The Pentagon has acknowledged some early problems and delays in treating soldiers returning from Iraq but says the situation has been fixed.
Nearly 300,000 veterans are homeless on any given night, and almost half served during the Vietnam era, according to the Homeless Veterans coalition, a consortium of community-based homeless-veteran service providers. While some experts have questioned the degree to which mental trauma from combat causes homelessness, a large number of veterans live with the long-term effects of post-traumatic stress disorder and substance abuse, according to the coalition.
Some homeless-veteran advocates fear that similar combat experiences in Vietnam and Iraq mean that these first few homeless veterans from Iraq are the crest of a wave.
Advocates said seeing homeless veterans from Iraq should cause alarm. Around one-fourth of all homeless Americans are veterans, and more than 75 percent of them have some sort of mental or substance abuse problem, often PTSD, according to the Homeless Veterans coalition.
More troubling, experts said, is that mental problems are emerging as a major casualty cluster, particularly from the war in Iraq where the enemy is basically everywhere and blends in with the civilian population, and death can come from any direction at any time.

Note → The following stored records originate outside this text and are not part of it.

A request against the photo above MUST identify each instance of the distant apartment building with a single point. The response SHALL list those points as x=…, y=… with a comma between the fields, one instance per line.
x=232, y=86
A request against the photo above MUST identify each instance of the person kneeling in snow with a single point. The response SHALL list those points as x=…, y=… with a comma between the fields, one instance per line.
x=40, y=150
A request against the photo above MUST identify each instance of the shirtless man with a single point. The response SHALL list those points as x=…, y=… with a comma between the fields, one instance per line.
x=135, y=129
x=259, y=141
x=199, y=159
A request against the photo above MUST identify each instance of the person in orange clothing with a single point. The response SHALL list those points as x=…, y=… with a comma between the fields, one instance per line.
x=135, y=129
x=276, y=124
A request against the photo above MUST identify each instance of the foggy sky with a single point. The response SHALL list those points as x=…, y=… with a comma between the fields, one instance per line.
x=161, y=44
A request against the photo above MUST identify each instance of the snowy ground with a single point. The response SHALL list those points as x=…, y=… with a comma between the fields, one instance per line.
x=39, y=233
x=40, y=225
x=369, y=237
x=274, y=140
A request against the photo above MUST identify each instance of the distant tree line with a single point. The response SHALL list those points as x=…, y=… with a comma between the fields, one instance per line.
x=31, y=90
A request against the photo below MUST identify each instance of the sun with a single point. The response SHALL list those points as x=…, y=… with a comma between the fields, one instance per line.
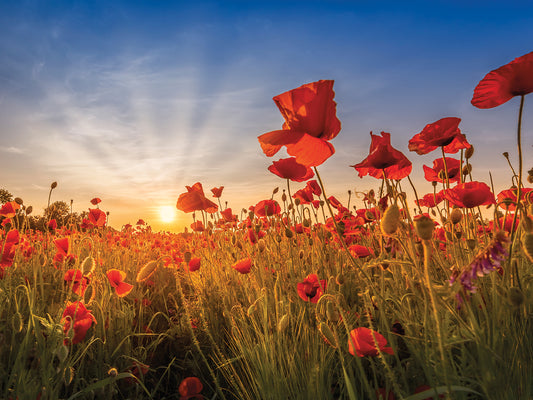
x=167, y=214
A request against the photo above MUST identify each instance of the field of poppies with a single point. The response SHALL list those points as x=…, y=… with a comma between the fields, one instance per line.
x=300, y=296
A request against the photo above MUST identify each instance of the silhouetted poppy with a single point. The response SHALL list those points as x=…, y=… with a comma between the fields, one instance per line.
x=438, y=174
x=243, y=266
x=9, y=210
x=310, y=122
x=97, y=217
x=289, y=168
x=217, y=192
x=470, y=194
x=190, y=388
x=77, y=318
x=443, y=133
x=267, y=208
x=507, y=198
x=502, y=84
x=195, y=200
x=116, y=279
x=311, y=288
x=384, y=160
x=362, y=343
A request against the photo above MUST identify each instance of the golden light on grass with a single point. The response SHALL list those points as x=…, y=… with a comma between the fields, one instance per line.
x=167, y=214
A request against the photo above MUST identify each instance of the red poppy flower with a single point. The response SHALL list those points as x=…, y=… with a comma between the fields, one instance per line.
x=243, y=266
x=510, y=195
x=310, y=122
x=217, y=192
x=470, y=194
x=116, y=279
x=195, y=200
x=384, y=160
x=8, y=253
x=362, y=343
x=502, y=84
x=289, y=168
x=62, y=245
x=97, y=217
x=194, y=264
x=359, y=251
x=9, y=210
x=190, y=388
x=267, y=208
x=438, y=173
x=443, y=133
x=77, y=318
x=431, y=199
x=75, y=278
x=311, y=288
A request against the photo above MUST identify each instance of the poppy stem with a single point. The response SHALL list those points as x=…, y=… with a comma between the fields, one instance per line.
x=519, y=190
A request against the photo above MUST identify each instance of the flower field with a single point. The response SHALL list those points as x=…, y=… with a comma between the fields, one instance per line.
x=299, y=296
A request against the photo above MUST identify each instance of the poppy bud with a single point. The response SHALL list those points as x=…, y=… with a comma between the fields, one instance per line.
x=391, y=220
x=283, y=323
x=515, y=296
x=527, y=245
x=88, y=265
x=424, y=227
x=456, y=216
x=469, y=152
x=327, y=334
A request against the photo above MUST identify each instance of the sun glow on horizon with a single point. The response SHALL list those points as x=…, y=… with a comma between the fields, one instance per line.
x=167, y=214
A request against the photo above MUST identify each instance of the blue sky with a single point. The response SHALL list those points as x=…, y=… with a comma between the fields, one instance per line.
x=131, y=101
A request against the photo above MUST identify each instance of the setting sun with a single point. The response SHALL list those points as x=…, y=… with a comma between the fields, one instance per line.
x=167, y=213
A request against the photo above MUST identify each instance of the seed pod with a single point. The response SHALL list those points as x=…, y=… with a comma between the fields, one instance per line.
x=424, y=227
x=527, y=245
x=148, y=269
x=327, y=334
x=390, y=220
x=456, y=216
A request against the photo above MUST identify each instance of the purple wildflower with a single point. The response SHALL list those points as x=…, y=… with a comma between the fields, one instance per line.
x=487, y=260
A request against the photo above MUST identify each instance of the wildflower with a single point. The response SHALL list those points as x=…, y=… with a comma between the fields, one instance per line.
x=289, y=168
x=190, y=388
x=438, y=172
x=310, y=123
x=97, y=217
x=116, y=280
x=243, y=266
x=366, y=342
x=77, y=318
x=195, y=200
x=384, y=161
x=194, y=264
x=75, y=278
x=487, y=260
x=470, y=194
x=502, y=84
x=443, y=133
x=217, y=192
x=311, y=288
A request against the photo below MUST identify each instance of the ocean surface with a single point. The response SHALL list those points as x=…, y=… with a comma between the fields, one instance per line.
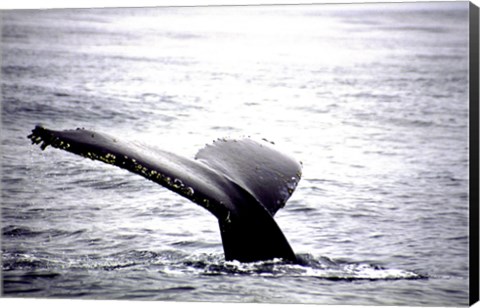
x=372, y=99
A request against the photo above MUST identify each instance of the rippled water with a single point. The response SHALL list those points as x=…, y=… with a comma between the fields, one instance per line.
x=371, y=98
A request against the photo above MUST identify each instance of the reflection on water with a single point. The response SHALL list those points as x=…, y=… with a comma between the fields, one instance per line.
x=371, y=98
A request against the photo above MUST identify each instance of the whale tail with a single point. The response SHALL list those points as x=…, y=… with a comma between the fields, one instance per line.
x=242, y=182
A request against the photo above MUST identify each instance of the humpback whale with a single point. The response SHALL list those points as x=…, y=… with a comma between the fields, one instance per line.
x=243, y=183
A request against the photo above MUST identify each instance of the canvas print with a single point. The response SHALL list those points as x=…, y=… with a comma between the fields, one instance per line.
x=276, y=154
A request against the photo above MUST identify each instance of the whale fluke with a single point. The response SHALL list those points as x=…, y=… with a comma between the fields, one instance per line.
x=242, y=182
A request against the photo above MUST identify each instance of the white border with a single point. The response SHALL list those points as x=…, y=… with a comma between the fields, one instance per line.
x=47, y=4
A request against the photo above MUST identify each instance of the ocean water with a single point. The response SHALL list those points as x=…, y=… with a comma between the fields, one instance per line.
x=372, y=98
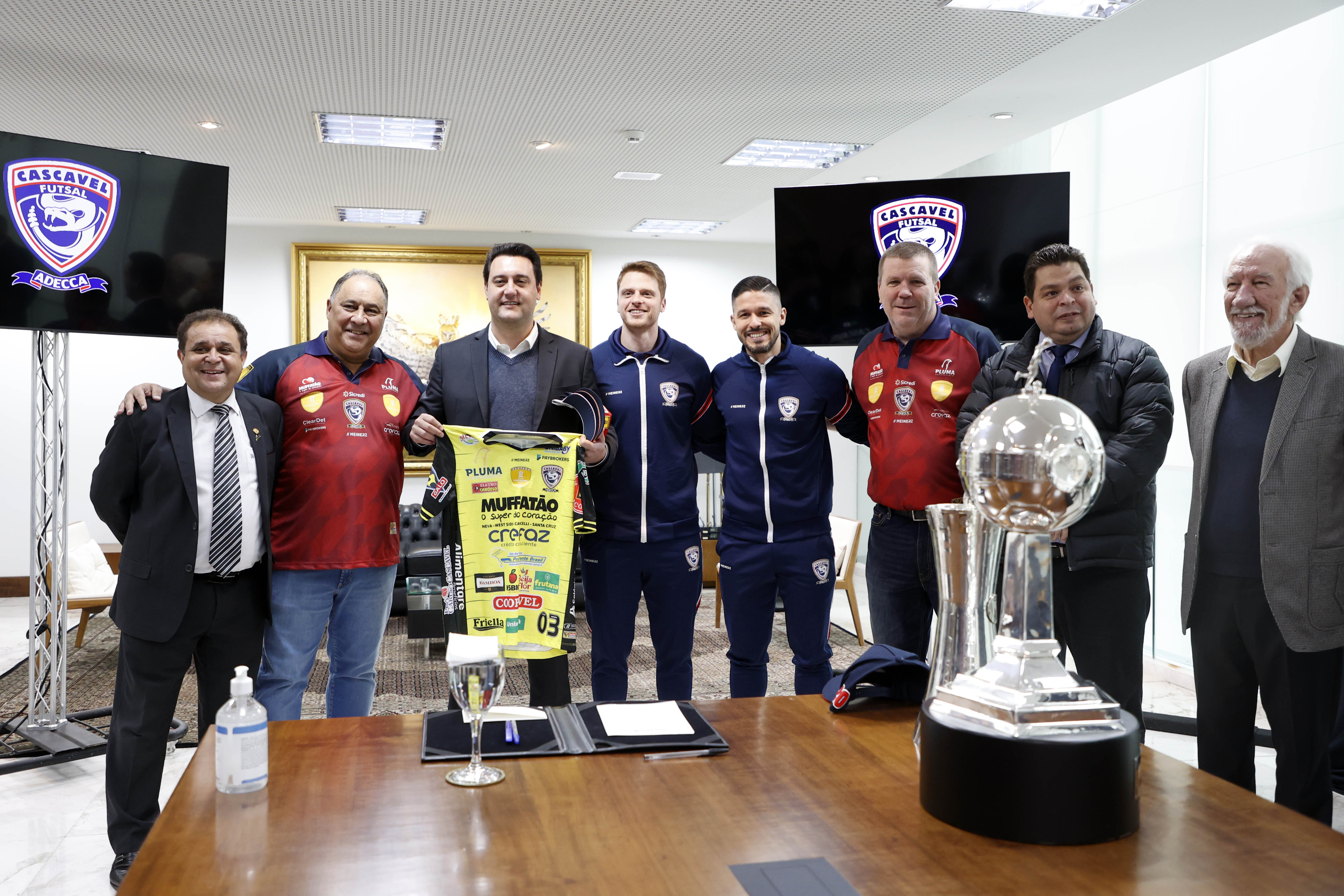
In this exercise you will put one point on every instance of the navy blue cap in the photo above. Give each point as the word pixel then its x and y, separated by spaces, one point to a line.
pixel 881 672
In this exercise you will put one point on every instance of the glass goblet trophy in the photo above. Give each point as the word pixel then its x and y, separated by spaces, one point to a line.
pixel 476 687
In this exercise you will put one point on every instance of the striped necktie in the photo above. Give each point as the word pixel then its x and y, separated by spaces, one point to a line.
pixel 226 522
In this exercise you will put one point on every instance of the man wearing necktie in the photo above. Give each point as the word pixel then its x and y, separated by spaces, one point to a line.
pixel 186 487
pixel 1100 563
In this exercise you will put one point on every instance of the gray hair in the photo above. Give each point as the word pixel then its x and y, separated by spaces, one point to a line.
pixel 1299 266
pixel 361 272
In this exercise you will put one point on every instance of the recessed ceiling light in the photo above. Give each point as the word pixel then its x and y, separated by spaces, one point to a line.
pixel 381 131
pixel 666 226
pixel 1069 9
pixel 382 215
pixel 794 154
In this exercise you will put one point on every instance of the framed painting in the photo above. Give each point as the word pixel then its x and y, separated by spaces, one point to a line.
pixel 435 295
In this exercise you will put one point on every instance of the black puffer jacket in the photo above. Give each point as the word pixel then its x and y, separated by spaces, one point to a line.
pixel 1123 387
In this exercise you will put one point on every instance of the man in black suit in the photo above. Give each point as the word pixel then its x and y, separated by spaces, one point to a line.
pixel 504 378
pixel 186 488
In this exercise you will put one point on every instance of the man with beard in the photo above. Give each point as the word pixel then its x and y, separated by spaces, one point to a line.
pixel 1100 567
pixel 334 527
pixel 773 404
pixel 1262 593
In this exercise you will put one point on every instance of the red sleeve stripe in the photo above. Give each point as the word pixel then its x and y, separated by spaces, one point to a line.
pixel 705 407
pixel 849 404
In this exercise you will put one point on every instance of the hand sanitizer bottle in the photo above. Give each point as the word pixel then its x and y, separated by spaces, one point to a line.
pixel 241 758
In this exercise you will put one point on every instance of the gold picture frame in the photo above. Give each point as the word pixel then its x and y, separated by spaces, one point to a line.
pixel 435 292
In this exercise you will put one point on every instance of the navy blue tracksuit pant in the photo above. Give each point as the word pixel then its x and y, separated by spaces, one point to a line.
pixel 670 577
pixel 751 575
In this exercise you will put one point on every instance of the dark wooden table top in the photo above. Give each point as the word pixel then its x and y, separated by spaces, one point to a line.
pixel 351 809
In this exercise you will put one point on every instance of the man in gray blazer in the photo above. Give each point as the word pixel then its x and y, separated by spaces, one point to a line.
pixel 1262 592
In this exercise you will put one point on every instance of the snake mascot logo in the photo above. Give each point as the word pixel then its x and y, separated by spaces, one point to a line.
pixel 64 210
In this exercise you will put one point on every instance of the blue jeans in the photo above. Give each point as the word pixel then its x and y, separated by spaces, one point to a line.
pixel 902 582
pixel 751 575
pixel 351 606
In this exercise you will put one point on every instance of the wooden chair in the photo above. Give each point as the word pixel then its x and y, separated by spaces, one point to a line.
pixel 845 534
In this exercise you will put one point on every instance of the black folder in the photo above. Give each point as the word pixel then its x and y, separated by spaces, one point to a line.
pixel 570 730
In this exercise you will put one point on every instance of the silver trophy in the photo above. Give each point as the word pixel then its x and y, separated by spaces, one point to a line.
pixel 1003 716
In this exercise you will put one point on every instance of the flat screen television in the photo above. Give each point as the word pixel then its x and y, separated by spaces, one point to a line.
pixel 828 241
pixel 108 241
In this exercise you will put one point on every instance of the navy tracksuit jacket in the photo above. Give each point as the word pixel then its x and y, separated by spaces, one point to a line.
pixel 772 422
pixel 648 538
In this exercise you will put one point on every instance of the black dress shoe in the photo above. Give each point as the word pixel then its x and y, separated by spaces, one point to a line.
pixel 120 866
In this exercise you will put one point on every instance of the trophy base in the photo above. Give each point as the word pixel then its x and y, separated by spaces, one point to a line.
pixel 1066 789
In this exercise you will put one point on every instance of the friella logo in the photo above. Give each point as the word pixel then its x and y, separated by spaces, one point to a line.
pixel 64 210
pixel 931 221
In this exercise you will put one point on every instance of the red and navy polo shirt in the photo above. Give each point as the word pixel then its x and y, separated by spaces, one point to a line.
pixel 912 395
pixel 341 471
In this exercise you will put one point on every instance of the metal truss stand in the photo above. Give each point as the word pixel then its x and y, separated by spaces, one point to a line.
pixel 48 726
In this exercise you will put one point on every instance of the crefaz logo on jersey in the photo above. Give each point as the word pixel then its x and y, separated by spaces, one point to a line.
pixel 64 210
pixel 929 221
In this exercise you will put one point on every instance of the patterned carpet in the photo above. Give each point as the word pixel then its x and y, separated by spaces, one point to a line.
pixel 408 682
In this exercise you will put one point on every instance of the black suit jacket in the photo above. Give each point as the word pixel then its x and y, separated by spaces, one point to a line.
pixel 144 488
pixel 458 392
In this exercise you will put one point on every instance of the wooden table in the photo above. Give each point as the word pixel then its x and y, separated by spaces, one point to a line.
pixel 351 809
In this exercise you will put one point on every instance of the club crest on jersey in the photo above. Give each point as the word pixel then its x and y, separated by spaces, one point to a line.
pixel 904 397
pixel 929 221
pixel 823 570
pixel 64 210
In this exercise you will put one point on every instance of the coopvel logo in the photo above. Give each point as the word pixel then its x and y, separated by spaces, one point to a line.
pixel 929 221
pixel 65 211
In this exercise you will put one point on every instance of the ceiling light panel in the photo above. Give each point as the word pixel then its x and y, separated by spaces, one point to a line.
pixel 666 226
pixel 1066 9
pixel 382 215
pixel 381 131
pixel 794 154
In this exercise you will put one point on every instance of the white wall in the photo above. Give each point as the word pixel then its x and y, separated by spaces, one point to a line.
pixel 257 288
pixel 1167 182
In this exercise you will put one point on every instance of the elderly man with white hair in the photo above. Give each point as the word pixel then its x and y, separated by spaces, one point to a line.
pixel 1264 582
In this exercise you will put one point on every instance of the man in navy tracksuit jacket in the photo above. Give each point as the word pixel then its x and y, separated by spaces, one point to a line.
pixel 775 401
pixel 648 536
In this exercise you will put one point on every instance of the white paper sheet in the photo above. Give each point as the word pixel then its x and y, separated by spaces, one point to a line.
pixel 467 648
pixel 644 719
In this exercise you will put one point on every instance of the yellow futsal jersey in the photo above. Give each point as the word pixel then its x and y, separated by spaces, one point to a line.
pixel 513 504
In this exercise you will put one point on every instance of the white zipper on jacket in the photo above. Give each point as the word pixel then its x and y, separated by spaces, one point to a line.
pixel 765 471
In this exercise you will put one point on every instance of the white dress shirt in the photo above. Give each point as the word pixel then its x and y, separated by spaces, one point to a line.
pixel 204 452
pixel 1276 362
pixel 522 347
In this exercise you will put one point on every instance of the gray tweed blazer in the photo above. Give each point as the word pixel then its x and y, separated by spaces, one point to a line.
pixel 1302 490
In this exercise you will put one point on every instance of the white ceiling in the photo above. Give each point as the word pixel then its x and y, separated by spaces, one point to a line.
pixel 701 77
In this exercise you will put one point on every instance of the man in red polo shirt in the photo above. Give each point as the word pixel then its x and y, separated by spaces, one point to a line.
pixel 912 375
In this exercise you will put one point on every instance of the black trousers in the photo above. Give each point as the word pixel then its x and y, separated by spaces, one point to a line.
pixel 1240 649
pixel 1100 618
pixel 549 682
pixel 222 629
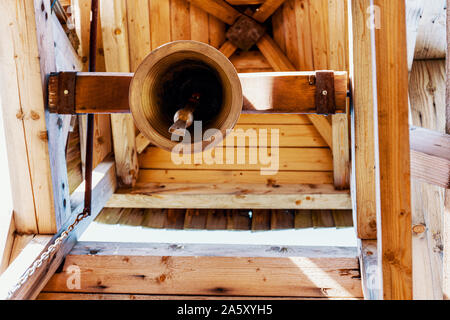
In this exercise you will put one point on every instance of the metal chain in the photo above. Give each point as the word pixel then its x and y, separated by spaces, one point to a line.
pixel 45 255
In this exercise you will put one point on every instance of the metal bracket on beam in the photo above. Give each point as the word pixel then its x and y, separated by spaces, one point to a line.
pixel 325 92
pixel 61 92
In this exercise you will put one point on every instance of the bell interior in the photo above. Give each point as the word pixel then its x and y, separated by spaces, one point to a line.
pixel 172 81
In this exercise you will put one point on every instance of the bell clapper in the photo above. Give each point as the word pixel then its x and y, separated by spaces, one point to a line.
pixel 184 118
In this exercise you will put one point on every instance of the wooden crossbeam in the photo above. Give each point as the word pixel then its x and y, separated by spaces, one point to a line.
pixel 135 268
pixel 430 156
pixel 283 92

"You probably have close to 10 times the access points for service than you did 30 years ago," Dougherty said. "We may be catching a lot of these folks who are coming back with mental illness or substance abuse" before they become homeless in the first place. Dougherty said the VA serves around 100,000 homeless veterans each year.
But Boone's group says that nearly 500,000 veterans are homeless at some point in any given year, so the VA is only serving 20 percent of them.
This ongoing lack of concern for veterans totally pisses me off.
In a related story which I here lift in toto from SouthKnoxBubba:
Anthony Principi is quitting his post as Secretary of Veterans Affairs. I feel for the guy. He's a decorated Vietnam combat vet (he was in the Navy and commanded a River Patrol Unit on the Mekong Delta while Bush was protecting that Alabama mail room from the Viet Cong Air Force, which sounds familiar for some reason) who I think was trying to make the best of a difficult political situation.
Or, as he put it when he was asked back in June of 2003 if he would stay on for a second Bush term: "...like many of my colleagues, we all grow tired, in the sense of, not tired of our work, but tired of what we're called upon to do."
I hope Principi has the balls to tell us why the VA wasn't ready for this shit. I know it's not good to pray for bad things to happen, but I pray that Bush&Co. don't have to wait 'til they croak to get their just rewards. I want to see it.